Esa espiritualidad que no se corresponde necesariamente con lo místico (aunque no lo excluye) está a su vez en el núcleo de Tótem, segundo largometraje de la mexicana Lila Avilés, después de su celebrada opera prima La camarista (2018), que recorrió medio mundo, menos la Argentina, donde permanece injustamente inédita. Ambientada en una casa rural, en el transcurso de apenas un día, en el que se habrá de celebrar un cumpleaños, que será también una inexorable despedida, una niña de siete años llamada Sol irá descubriendo los contrastes entre la vida y la muerte.
Después de Sol, que llega a la casa de su padre junto a su madre (están separados), irán viniendo poco a poco distintos amigos y miembros de la familia, que irán construyendo un film coral, una suerte de cosmos en miniatura que gira siempre –no por nada Sol lleva ese nombre- alrededor de esa niña tan inteligente y curiosa como introvertida. Es ella quien parece saber mejor que nadie todo lo que sucede, con una intuición y una sensibilidad a flor de piel, que no necesita de palabras para expresarse.

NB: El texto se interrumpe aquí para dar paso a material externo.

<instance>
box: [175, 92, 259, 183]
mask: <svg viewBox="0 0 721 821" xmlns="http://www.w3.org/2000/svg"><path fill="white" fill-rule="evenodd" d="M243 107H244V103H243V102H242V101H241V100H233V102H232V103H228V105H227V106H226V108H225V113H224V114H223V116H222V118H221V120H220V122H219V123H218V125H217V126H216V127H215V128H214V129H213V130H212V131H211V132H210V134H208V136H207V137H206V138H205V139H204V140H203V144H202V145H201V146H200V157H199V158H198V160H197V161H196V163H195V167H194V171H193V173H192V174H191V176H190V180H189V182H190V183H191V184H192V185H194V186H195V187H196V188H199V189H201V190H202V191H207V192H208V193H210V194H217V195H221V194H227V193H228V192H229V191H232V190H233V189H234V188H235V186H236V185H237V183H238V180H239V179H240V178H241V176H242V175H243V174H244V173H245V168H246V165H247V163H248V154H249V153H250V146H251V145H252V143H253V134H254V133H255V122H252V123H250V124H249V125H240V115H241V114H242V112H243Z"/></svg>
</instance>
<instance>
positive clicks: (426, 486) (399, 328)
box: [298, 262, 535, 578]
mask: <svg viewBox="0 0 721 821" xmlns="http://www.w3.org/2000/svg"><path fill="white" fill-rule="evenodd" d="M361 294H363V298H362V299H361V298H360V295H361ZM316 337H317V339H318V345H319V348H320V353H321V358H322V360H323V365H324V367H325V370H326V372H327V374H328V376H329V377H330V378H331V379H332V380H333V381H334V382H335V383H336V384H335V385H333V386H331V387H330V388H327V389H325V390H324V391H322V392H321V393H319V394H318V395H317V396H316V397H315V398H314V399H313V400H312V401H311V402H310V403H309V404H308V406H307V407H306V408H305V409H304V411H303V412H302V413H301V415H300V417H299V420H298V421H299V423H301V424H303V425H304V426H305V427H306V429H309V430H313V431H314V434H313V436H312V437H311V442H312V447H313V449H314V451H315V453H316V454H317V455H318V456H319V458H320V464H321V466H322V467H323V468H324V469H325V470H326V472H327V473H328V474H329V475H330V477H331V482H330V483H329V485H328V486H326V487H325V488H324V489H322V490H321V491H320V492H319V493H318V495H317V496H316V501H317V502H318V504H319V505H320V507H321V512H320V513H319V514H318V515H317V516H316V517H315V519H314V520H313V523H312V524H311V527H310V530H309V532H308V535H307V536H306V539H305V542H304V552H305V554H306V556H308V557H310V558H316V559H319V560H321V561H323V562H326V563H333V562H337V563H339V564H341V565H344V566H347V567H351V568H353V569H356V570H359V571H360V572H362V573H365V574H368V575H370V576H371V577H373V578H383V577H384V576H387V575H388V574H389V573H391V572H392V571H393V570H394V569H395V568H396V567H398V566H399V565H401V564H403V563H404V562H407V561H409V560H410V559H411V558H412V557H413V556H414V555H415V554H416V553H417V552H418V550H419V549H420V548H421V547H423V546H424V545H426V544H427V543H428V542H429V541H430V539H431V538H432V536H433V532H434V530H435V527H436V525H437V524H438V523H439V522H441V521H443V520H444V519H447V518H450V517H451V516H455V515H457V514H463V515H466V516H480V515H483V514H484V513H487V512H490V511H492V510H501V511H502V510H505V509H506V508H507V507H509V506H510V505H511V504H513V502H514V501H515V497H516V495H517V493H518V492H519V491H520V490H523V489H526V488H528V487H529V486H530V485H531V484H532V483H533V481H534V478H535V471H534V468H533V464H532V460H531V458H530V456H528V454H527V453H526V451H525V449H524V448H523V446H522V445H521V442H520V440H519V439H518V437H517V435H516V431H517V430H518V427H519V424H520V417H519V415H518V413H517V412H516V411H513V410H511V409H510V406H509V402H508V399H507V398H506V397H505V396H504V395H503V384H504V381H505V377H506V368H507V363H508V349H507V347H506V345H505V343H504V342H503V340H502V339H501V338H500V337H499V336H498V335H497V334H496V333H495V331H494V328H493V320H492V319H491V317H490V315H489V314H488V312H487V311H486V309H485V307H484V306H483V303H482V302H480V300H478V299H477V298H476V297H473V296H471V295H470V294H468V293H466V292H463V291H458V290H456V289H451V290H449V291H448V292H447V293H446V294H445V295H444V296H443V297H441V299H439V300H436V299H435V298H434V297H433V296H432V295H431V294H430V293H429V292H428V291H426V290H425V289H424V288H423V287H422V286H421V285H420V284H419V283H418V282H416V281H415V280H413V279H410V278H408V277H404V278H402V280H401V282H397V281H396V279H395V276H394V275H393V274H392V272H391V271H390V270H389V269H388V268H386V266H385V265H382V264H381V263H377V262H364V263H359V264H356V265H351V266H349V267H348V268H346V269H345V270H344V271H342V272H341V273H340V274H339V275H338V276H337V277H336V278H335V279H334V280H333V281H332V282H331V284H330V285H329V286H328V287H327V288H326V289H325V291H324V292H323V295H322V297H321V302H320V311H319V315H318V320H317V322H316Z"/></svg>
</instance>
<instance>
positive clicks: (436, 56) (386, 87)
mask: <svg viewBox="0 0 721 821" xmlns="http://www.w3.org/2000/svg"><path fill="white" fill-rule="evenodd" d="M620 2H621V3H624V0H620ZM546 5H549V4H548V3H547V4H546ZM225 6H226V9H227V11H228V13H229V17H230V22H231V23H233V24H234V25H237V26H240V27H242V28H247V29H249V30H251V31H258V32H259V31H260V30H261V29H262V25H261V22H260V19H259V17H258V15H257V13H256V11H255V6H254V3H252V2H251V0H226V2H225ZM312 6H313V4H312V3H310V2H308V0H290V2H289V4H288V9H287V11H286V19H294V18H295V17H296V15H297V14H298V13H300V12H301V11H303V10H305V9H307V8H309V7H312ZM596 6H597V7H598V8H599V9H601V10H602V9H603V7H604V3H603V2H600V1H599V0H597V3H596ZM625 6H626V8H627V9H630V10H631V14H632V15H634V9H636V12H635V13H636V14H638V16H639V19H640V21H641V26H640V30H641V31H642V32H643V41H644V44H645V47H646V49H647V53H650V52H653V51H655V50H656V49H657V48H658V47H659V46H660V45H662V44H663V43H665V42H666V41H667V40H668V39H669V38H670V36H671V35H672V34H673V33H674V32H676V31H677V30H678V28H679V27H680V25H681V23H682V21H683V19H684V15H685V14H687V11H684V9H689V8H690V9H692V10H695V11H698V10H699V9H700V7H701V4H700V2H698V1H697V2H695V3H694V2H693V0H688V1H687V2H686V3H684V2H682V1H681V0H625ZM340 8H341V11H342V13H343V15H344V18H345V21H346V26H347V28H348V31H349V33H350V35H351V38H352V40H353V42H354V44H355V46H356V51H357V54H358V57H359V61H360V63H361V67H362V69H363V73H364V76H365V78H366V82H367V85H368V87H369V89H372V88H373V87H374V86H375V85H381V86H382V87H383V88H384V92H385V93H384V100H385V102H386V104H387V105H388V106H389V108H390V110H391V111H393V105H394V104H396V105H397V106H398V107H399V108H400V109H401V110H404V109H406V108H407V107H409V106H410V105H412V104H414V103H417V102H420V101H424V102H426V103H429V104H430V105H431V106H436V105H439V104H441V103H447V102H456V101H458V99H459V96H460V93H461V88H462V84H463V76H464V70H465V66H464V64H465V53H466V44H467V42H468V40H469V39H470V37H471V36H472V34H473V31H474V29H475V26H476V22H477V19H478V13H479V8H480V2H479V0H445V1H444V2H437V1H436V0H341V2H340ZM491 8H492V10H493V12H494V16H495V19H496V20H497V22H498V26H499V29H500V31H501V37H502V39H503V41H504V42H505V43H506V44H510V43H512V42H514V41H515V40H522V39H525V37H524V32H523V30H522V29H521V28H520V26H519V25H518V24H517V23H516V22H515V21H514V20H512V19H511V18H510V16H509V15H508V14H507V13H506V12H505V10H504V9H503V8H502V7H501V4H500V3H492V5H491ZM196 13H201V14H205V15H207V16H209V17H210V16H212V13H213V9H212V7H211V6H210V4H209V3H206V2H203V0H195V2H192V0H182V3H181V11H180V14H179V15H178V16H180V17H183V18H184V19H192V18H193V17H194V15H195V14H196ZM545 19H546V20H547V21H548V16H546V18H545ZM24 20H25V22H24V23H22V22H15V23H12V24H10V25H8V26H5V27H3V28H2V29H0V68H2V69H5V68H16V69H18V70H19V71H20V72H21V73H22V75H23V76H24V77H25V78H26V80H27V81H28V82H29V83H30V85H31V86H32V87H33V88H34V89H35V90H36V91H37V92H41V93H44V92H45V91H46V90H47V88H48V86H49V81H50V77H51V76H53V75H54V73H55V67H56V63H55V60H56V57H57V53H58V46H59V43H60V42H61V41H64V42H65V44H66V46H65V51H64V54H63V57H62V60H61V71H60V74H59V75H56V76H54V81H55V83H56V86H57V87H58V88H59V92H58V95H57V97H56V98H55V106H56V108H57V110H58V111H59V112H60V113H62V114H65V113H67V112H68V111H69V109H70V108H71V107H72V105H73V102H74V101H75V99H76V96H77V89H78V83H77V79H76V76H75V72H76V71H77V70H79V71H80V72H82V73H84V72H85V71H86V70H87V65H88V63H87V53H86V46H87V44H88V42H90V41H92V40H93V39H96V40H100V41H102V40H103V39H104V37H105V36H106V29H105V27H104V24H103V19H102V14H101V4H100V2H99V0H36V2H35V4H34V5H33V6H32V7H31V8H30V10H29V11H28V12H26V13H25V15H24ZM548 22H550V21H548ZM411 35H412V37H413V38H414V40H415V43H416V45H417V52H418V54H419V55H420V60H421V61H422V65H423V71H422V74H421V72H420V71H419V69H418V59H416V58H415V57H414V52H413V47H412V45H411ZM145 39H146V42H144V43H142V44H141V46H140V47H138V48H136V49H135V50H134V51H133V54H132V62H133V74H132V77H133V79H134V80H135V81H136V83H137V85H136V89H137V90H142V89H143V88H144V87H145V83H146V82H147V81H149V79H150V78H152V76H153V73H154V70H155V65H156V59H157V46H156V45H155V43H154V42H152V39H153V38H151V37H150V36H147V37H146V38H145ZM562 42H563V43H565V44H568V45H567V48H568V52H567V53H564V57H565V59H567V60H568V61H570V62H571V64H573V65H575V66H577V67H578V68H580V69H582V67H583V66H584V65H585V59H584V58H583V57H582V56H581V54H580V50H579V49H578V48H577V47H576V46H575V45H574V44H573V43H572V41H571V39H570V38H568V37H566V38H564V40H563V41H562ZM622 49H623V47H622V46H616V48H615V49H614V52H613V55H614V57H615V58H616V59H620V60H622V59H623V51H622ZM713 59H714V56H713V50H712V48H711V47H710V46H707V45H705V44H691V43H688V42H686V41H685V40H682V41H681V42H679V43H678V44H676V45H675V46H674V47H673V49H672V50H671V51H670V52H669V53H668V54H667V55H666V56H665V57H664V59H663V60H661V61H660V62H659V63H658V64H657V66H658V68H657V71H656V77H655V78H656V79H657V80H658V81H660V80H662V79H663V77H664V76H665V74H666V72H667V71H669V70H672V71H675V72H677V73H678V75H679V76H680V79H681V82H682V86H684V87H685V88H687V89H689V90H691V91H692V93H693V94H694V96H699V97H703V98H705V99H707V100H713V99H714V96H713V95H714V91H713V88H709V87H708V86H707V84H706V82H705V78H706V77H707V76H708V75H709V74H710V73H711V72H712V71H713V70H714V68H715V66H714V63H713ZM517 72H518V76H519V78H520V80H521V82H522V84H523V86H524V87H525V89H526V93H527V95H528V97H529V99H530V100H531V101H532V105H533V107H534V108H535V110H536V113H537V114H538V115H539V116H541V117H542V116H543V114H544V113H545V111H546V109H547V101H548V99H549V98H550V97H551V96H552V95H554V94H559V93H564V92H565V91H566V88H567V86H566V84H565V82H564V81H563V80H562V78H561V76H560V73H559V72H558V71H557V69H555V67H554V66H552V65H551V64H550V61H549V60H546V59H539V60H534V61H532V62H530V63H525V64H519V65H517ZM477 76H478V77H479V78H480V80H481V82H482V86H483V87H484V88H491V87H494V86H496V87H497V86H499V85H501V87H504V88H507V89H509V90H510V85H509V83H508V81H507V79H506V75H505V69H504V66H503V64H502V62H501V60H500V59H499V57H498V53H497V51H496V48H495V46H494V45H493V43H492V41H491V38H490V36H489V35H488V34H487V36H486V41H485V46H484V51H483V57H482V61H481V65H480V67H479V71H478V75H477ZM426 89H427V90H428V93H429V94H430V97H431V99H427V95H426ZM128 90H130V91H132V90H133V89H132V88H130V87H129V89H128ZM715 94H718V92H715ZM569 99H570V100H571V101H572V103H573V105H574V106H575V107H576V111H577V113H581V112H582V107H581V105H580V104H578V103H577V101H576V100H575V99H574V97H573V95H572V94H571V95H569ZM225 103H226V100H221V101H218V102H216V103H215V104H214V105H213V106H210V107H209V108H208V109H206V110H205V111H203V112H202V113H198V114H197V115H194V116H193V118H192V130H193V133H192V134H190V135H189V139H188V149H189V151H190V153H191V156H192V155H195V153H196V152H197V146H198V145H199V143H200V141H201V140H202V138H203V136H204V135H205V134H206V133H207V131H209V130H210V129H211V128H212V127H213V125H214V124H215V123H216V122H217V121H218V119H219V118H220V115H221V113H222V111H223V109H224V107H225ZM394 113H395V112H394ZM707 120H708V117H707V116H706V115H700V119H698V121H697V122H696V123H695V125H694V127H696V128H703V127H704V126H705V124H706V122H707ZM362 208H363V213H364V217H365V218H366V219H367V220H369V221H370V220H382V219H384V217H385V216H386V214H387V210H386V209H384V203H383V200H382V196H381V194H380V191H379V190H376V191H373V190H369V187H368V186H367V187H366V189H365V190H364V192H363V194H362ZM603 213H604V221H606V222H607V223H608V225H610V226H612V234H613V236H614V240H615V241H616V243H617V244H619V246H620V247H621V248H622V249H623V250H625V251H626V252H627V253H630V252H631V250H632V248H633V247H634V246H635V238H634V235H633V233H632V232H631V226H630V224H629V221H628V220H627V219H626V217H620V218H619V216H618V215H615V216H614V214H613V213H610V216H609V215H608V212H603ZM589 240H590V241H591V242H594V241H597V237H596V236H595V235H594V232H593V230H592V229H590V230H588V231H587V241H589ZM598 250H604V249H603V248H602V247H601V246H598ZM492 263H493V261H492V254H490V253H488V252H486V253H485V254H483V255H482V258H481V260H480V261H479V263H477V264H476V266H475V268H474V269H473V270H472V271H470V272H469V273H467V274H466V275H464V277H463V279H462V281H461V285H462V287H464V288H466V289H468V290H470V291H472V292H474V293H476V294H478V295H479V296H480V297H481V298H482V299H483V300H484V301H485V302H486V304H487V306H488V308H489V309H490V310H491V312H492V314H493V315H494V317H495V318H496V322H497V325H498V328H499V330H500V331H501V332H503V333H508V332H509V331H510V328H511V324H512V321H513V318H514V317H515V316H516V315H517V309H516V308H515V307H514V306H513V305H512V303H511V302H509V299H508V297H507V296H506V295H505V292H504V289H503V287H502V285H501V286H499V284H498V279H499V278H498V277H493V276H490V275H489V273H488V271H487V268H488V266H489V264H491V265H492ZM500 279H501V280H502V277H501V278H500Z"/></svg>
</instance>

Le basta con sus ojos tristes, con su precisa observación no sólo de los mayores de la casa (tíos, primos, abuelos, incluso una graciosa santona que viene a limpiar la casa de sus "malos espíritus") sino también de sus habitantes ocultos, o que pasan inadvertidos para todos menos para ella: animales, plantas e insectos. Se diría que la directora Lila Avilés tiene una comprensión del mundo que empieza por lo más pequeño, desde Sol, por supuesto, hasta esos micromundos que solamente la niña parece en condiciones de advertir hasta qué punto están conectados en una extraña, inquietante armonía.